Observability in the Hot Path: Logging Everything Without Slowing Anything Down

Your system processes orders in microseconds. Your logging framework adds milliseconds. That’s not observability — that’s a performance regression you chose to keep because you were afraid of flying blind.

The mistake most teams make is treating all observability the same. Every log line gets the same async appender. Every metric gets the same scrape interval. Every trace gets the same sampling rate. On a system where latency is measured in microseconds, that uniformity is the problem. The observability itself needs to be architected — tiered by latency budget, not applied uniformly. The principle applies whether you’re running a trading platform or an API that promises sub-100ms responses: not everything deserves the same level of observation.

Tier the observation

We built a trading platform where the hot path — order entry through execution — had a latency budget measured in microseconds. Single-digit milliseconds at worst. The observability couldn’t consume any of it. The solution wasn’t less observability. It was different observability at each layer.

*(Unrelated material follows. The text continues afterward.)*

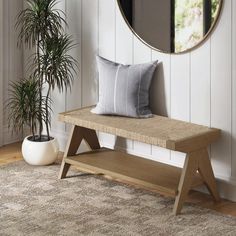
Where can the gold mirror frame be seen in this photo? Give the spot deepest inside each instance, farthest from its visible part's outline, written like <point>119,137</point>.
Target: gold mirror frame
<point>175,53</point>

And Stefan did a great job with this one.

The hot path gets counters, not logs. On the critical execution path, the only observability is atomic counter increments written to a lock-free ring buffer — the same pattern we use for resilient system design. No string formatting. No serialisation. No memory allocation. One compare-and-swap operation on an uncontended cache line, and the application thread continues. A background thread batches and exports to Prometheus. The hot path never slows down for I/O.

The warm path gets structured logs. Risk checks, health monitoring, Aeron cluster consensus — these have latency budgets in milliseconds, not microseconds. Here we use async structured logging: JSON events written to a lock-free queue, consumed by a background thread that handles disk and network I/O. The key decision: the log pipeline itself has back-pressure. If the queue fills, events are dropped rather than blocking the warm path. Losing a log line is cheaper than adding latency to a risk check.

The cold path gets full traces. Post-trade compliance, audit trails, and analytics have no latency constraint beyond “before the auditor asks.” These get complete capture — every trade, every state change, every decision, written to a durable log. Batch-processed, stored for years. It’s best practice for regulatory confidence, and in many jurisdictions the expectation is moving toward it. The cold path can afford the overhead that the hot path cannot.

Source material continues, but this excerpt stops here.